9. Do you have an historical crush and if so, who is it?
Where to begin? I do historical research as my not-writing-fiction job, and I’ve come across some real cutie-pies! Henri de Toulouse-Lautrec does have a certain appeal (if you ignore the syphilis). Maybe I’m just adore men who give good art.
10. Is there a story that you’d like to tell but you think the world isn’t ready to receive it?
There is a story I’m dying to tell, and I haven’t tried to publish it, but not because the world could not handle it. I have been working on a fantasy novel for over a year, and I worry that in a world with Lord of the Rings, Harry Potter, and Game of Thrones what I’m writing might seem a little old hat. I think I need more confidence in myself to get over that fear.
My short story “Curtain Calls” appears in Dreamspinner Press’s recently released anthology Snow on the Roof.
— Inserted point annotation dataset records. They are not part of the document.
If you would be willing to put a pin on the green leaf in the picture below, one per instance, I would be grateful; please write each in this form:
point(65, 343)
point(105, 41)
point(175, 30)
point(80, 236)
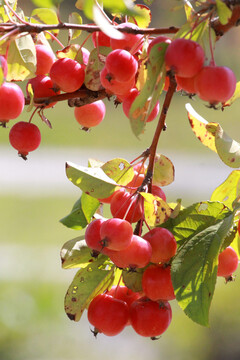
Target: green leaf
point(95, 65)
point(199, 127)
point(235, 96)
point(21, 59)
point(76, 254)
point(163, 171)
point(92, 181)
point(74, 18)
point(45, 16)
point(148, 97)
point(156, 210)
point(119, 170)
point(194, 269)
point(133, 279)
point(87, 283)
point(46, 3)
point(223, 11)
point(228, 149)
point(229, 190)
point(82, 213)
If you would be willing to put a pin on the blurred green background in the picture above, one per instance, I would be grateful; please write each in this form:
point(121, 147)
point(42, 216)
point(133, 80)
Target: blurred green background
point(36, 194)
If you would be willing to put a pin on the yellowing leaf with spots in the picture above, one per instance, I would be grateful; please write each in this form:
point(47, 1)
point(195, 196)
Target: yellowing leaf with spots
point(156, 210)
point(198, 125)
point(163, 171)
point(228, 149)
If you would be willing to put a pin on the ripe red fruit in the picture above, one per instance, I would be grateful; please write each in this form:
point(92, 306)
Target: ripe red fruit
point(67, 74)
point(92, 235)
point(121, 65)
point(164, 245)
point(149, 318)
point(128, 101)
point(91, 114)
point(227, 262)
point(11, 101)
point(43, 87)
point(215, 84)
point(136, 255)
point(158, 40)
point(114, 86)
point(185, 57)
point(100, 39)
point(157, 283)
point(108, 315)
point(125, 206)
point(116, 234)
point(130, 41)
point(45, 59)
point(24, 137)
point(157, 191)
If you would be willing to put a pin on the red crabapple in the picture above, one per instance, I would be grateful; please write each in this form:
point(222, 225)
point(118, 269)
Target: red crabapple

Anthology Blurb: "Just because there's snow on the roof, doesn't mean the fire's gone out in the furnace." There's something to be said for maturity and experience, and in all of these relationships, at least one of the lovers is over forty. Whether it's a May/December romance, a second chance at love, or finding a soul mate later in life, these stories prove that it's never too late for love.
“Curtain Calls” Excerpt:
At fifty-six years old, Kitt Holbrook had spent the majority of his life on the stage. He had been much leaner and much hungrier in the early days. He spent every waking moment clawing his way up the rung of the theatre hierarchy until he finally received his break-- being cast as Ferdinand in Pleismann’s run of The Tempest in 1976. The reviews for his performance made him a sought after name in the West End and even landed him a few film and television roles. Ferdinand, however, remained his signature role and, like many other British stage actors, he returned to the part at various times afterwards. In three weeks, Kitt would do so for the last time, saying goodbye to Ferdinand in a final grand send-off.
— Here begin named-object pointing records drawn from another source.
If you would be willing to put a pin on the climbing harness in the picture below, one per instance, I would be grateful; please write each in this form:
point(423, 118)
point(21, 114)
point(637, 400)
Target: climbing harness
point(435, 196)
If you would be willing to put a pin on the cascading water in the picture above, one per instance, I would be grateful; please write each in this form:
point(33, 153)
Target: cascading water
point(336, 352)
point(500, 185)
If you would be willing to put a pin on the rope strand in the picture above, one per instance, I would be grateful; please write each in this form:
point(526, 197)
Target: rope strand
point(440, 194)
Leaning back in his chair, Kitt scrutinized his reflection for several moments. He supposed he was aging gracefully enough. Long ago, the bright copper sheen of his hair had faded into a dark brown that, in time, turned grey. Hair dye returned some of the luster with just enough pigmentless streaks at his temples for Kitt to appear distinguished. Though his lips were unfortunately thinning, the deep-set lines around his mouth and eyes gave him a rather grim expression, so he often tried to keep his eyebrows elevated to look less prickly, even though that made his forehead resemble a cracked pavement in the muggy heat of summer.
Leave plastic surgery to the young, Kitt thought. It’s too much effort to fix what nature’s already wrought.
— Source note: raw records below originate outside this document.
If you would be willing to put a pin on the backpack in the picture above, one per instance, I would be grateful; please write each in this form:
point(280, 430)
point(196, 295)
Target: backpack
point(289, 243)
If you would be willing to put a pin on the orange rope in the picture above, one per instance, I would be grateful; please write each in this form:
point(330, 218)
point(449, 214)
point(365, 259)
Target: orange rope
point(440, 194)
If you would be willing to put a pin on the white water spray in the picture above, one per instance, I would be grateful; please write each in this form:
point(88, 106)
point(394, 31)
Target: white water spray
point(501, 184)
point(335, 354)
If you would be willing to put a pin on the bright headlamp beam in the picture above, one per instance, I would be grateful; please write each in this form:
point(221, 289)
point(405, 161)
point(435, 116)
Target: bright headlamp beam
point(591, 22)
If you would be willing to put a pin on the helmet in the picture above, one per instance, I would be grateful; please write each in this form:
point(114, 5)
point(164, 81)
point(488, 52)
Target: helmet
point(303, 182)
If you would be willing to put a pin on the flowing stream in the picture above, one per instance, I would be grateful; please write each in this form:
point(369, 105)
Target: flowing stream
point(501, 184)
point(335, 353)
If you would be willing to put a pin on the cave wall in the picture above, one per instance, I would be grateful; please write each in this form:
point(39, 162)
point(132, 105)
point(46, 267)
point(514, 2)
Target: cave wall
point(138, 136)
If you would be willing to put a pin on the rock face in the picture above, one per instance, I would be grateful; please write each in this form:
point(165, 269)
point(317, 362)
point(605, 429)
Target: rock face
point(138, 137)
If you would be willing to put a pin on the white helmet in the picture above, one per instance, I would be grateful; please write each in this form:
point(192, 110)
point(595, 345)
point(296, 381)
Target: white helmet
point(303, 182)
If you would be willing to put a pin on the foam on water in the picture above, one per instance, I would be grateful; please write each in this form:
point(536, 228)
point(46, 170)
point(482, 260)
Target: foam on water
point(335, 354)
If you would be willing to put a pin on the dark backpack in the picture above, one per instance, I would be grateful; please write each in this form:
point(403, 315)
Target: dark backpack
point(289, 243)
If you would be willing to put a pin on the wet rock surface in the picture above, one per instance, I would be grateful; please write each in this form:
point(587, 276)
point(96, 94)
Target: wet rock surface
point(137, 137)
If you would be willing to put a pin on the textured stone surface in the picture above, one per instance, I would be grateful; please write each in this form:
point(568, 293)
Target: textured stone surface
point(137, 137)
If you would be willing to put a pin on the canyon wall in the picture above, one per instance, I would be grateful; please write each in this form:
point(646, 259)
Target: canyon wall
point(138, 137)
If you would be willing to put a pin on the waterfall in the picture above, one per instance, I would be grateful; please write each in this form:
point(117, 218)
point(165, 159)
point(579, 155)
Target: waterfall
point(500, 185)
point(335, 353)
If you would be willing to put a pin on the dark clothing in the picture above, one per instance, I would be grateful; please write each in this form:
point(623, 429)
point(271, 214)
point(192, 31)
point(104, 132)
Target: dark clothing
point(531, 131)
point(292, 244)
Author Bio: Pinkie Rae Parker is happy to use the moniker passed down from her great-grandmother. Born and raised in the southern United States, Pinkie Rae is currently a cultural historian and graphic designer. She enjoys researching fashion and design in Europe during the eighteenth century and studying French. However, writing fiction is a passion that she has had since she was a teenager, and she now hopes to pursue writing for publication (outside of academia) as a full-time career.
Thanks for stopping by, Pinkie, come back any time!